Principle 19 : Tiered participation arrangements Under this system arrangements occur when indirect participants rely on the services of direct participants to use PMI’s central payment, clearing, settlement or recording facilities.

Credit and liquidity risk between direct and indirect participant.

·  FMI to ensure that a default, whether by a direct participant or by an indirect participant, does not affect the finality of indirect participants’ transactions that have been processed and settled by the FMI.

·  There is a vulnerability of indirect participants to access to an FMI, their ability to make and receive payments, settle transactions on default of direct participant or direct participant declines to continue business relationship.

Principle 21: Efficiency and effectiveness The FMI should maintain appropriate standards of safety and security while meeting the requirements of its participants. Efficiency is resources required by the FMI to perform its functions.

·  Designs to meet needs of participants with respect to choice of clearing and settlement transactions.

·  Establish mechanisms to review efficiency and effectiveness.

Principle 22 : Communication procedures and standards This principle deals with ability of participants to communicate with an FMI in a timely, accurate and reliable manner. This is primary in achieving efficient payment, clearing, settlement and recording of transactions.

·  Communication through internationally accepted communication procedures and standards.

Principle 23 : Disclosure of rules, key procedures and market data

 

 

 

 

 

FMI to provide information to its participants to enable them in identifying clearly and understanding the risks and responsibilities of participants in the system.

·  Adoption of written rules and procedure for participants to understand system design and operations and respective rights and obligations.

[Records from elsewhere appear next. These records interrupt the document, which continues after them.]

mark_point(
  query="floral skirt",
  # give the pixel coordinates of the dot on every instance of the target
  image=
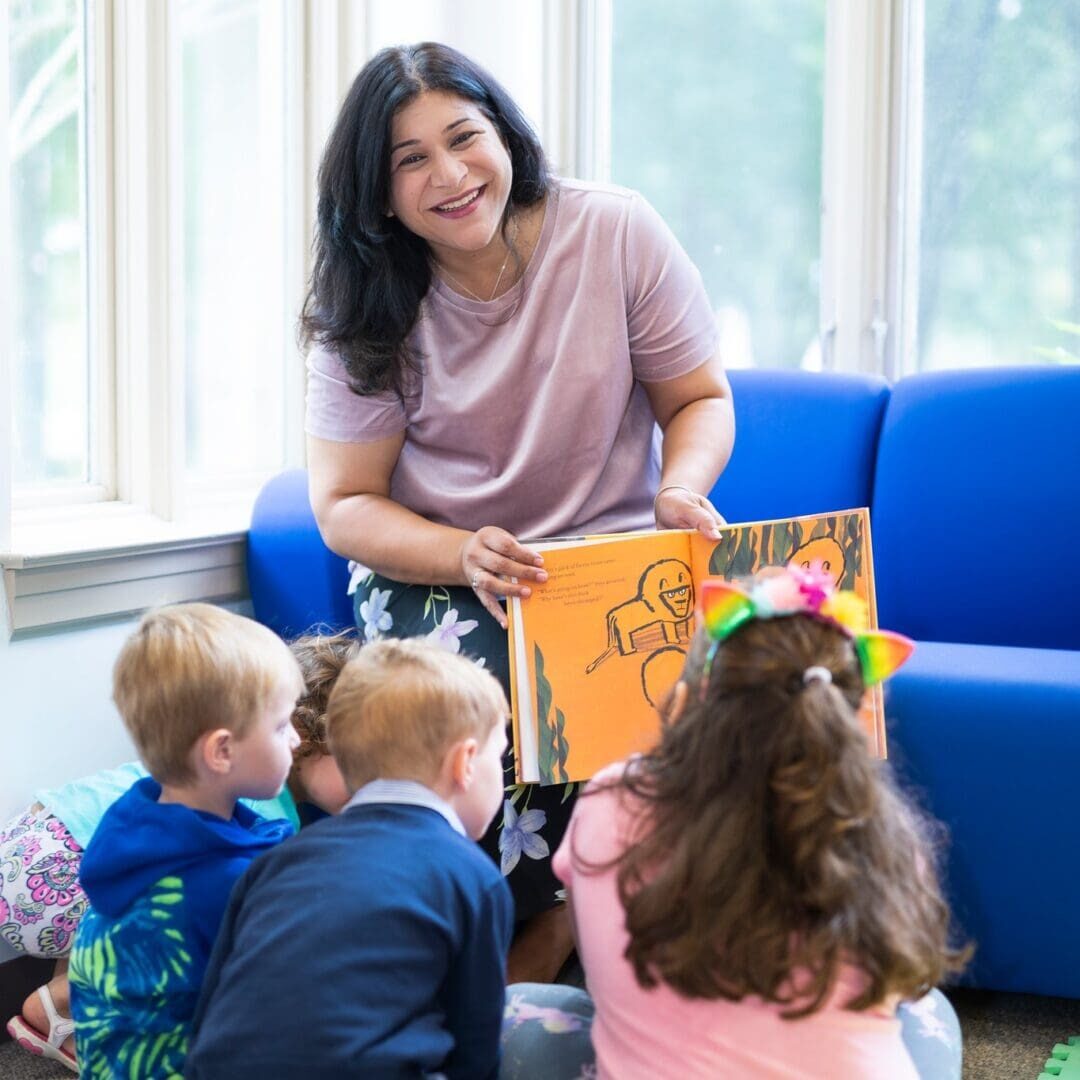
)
(534, 819)
(41, 901)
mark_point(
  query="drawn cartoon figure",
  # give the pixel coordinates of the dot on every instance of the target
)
(659, 615)
(826, 553)
(660, 672)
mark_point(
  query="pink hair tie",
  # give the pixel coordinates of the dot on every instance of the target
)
(817, 674)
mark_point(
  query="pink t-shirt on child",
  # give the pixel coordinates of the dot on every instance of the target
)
(649, 1035)
(530, 414)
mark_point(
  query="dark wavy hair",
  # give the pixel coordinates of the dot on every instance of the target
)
(370, 272)
(321, 658)
(773, 845)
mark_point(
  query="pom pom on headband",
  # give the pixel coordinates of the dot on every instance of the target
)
(796, 590)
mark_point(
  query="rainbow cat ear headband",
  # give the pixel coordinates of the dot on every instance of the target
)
(796, 590)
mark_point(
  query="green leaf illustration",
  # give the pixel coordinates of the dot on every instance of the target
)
(545, 734)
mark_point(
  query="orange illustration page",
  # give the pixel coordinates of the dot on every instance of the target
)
(596, 648)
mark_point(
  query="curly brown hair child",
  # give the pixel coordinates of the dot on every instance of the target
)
(755, 895)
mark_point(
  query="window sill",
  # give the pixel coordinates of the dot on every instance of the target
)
(113, 559)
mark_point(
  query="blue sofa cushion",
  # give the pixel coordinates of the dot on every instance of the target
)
(985, 737)
(296, 581)
(805, 444)
(976, 508)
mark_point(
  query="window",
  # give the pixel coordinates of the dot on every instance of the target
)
(52, 368)
(716, 118)
(234, 315)
(998, 253)
(154, 192)
(899, 180)
(156, 188)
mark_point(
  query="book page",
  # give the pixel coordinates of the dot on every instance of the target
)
(596, 646)
(595, 649)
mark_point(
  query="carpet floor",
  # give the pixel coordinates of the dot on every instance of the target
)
(1006, 1037)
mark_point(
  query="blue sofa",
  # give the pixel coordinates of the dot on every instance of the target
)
(973, 483)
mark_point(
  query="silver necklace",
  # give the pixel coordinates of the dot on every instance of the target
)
(502, 269)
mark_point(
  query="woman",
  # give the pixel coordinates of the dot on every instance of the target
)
(493, 352)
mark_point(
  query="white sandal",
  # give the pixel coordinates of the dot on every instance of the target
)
(50, 1044)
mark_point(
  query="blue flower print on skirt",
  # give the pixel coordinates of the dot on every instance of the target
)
(453, 618)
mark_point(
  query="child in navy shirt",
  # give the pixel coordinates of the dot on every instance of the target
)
(374, 943)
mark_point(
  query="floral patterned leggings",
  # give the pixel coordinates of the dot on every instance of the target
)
(545, 1035)
(534, 819)
(41, 901)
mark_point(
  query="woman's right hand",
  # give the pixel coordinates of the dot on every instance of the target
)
(490, 557)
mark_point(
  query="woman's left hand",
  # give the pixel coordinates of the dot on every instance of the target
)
(678, 508)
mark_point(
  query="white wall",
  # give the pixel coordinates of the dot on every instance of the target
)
(56, 717)
(57, 720)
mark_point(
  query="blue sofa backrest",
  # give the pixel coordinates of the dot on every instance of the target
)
(976, 508)
(296, 581)
(805, 444)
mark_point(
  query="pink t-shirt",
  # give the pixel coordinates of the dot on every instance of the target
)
(649, 1035)
(530, 414)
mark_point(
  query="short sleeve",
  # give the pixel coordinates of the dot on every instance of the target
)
(670, 321)
(340, 416)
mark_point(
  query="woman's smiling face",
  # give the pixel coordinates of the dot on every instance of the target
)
(449, 173)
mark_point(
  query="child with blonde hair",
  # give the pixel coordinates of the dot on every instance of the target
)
(754, 896)
(207, 698)
(388, 923)
(41, 898)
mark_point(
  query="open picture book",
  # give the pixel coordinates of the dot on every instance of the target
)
(596, 648)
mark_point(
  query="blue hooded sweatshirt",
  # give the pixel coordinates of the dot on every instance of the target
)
(158, 878)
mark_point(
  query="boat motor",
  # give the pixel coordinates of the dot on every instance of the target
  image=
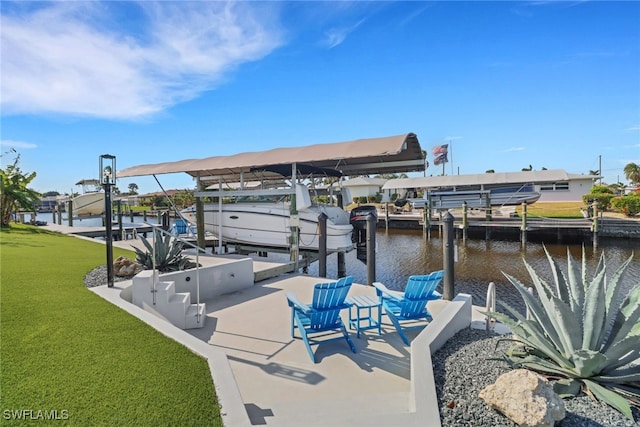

·  Necessary documentation and training to facilitate participants in understanding rules and procedures and disclosure of fees at individual FMI offers.

 

The FMI Structure in India

The FMIs regulated by RBI currently are Real Time Gross Settlement (RTGS), Securities Settlement System for the government securities (SSS), Clearing Corporation of India (CCIL), and Negotiated Dealing System (NDS), and National Payment Corporation of India (NPCI). FMIs have not been defined explicitly under PSS Act. However, the criteria for declaring a payment system as an FMI is based on its potential to trigger or transmit systemic disruptions. The broad criteria’s for determining system-wide systemic importance of payment system (SWSIPS) are:

  • Volume and value of transactions processed/handled
  • Share in the overall payment system
  • Markets of operation
  • Types and number of participants
  • Degree of interconnectedness and interdependencies

 Centralised Payment Systems (RTGS and NEFT)– Settlement system is a large value payment system that holds total payment transactions of about 77% as of March 2020.[7] As discussed above the settlement system can be classified based on (i) time –designated time (or deferred) settlement systems and real time (or continuous) settlement systems and (ii) amount-gross settlement and net settlement. The RBI has issued its Master Directions on Access Criteria for Payment Systems. The payment system is bifurcated in two access criteria viz., centralised payment systems and decentralised payment systems. The centralised payment system includes Real Time Gross Settlement (RTGS) system and National Electronic Fund Transfer (NEFT). While the decentralised payment systems include clearing houses managed by RBI via. Cheque Truncation System (CTS) and Express Cheque Clearing Systems (ECCS) centers. The decentralised payment system is accessible to licensed and scheduled banks either as a direct member or sub-member.[8] The membership to centralised payment system is open to scheduled/licensed banks/primary dealers/ authorised PSPs. The entities that fulfill the access criteria are eligible for opening current accounts, Subsidiary General Ledger (SGL)/Intra Day Liquidity SGL (IDL-SGL) account, Negotiated Dealing System-Order Matching (NDS-OM) membership facility with RBI.[9]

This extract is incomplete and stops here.